Avoiding World War III
Should unilateral or bilateral US or Israeli attacks be only a “last resort,” as US Republican Senator John McCain and others have postulated? Tehran seems to count on China and Russia to block any punitive sanctions by the UN Security Council. This summer, an energetic rebirth of muscular diplomacy appears to be the best hope of avoiding an armed conflict, which could erupt as early as this summer or fall, if not in early 2007.
Seymour Hersh’s April New Yorker article on Washington’s war plans, which discussed the possibility of multiple air assaults on Iran and tactical nuclear bunker-busting strikes on Iran’s deep underground installations, evoked only weak denials from the Bush administration. It was closely followed on April 13 by Iran’s triumphant proclamation that it had mastered uranium enrichment techniques and had begun laboratory-scale enrichment for the first time.
On April 2, the London Sunday Telegraph reported that senior British defense officials have secretly discussed the likely consequences of an “inevitable” US-led air offensive against Iran. The United States hopes to garner multinational support, it claims, but it would go it alone or only with Israel if it had to. This unchallenged report contrasts sharply with British Foreign Secretary Jack Straw’s assurances in March that such an action was “inconceivable”—similar to many British and US public comments preceding the 2003 invasion of Iraq. The Telegraph predicted that the weapons would be largely the same as those used in Iraq: Tomahawk cruise missiles fired from submarines and B-2 Stealth bombers carrying BLU-28 satellite-guided bunker-busting bombs. It did not mention tactical nuclear weapons.

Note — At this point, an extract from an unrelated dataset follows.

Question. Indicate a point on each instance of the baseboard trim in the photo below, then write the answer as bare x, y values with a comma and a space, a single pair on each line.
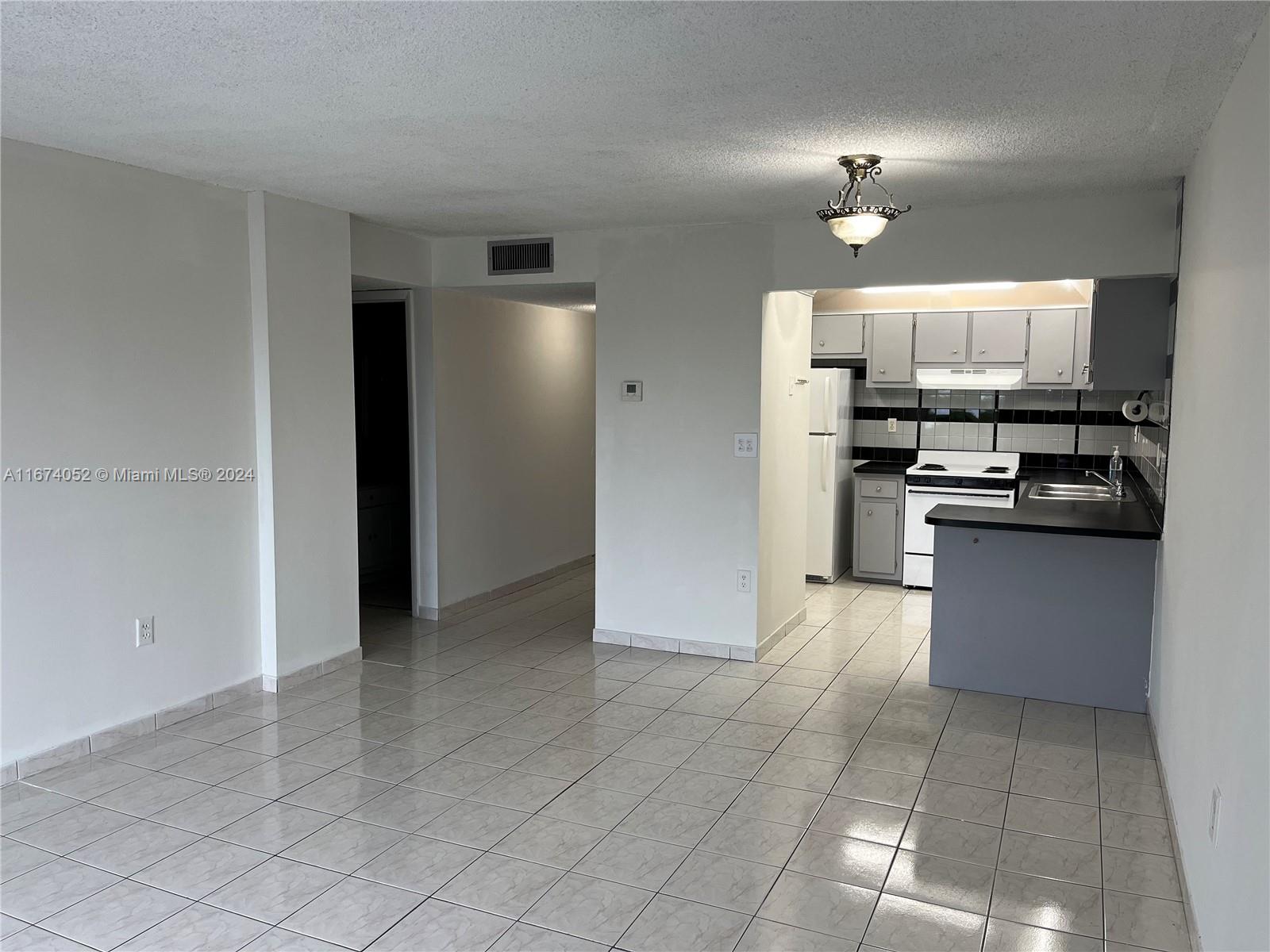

Over 40 years of close coverage inside and outside the Middle East convinces me of the folly of such an assault on Iran—especially if the Bush-Rumsfeld team should ignore the advice of senior US military officers against using tactical nukes. Bombing Iran would strengthen, not weaken, the clerical regime that Bush apparently wants to overthrow. During his reign, the Shah of Iran’s actions, which included an intentional increase of world oil prices in 1973 and an unsuccessful attempt to annex Bahrain in 1968, were highly unpopular in the West. Iranians, however, rallied around the flag at home in support of these initiatives. In the event of a US-led attack on the country’s regime or military, they would undoubtedly rally again with intense nationalistic fervor. Such an attack would be seen as an attempt to frustrate the advent of nuclear energy as a tool of modernization and industrialization in Iran—an initiative that has its foundations in the late 1950s. Moreover, Iranians would be outraged at the hypocrisy of such an incursion by the United States, a country that has tacitly approved the unofficial nuclear weapons programs of Pakistan, India, and Israel.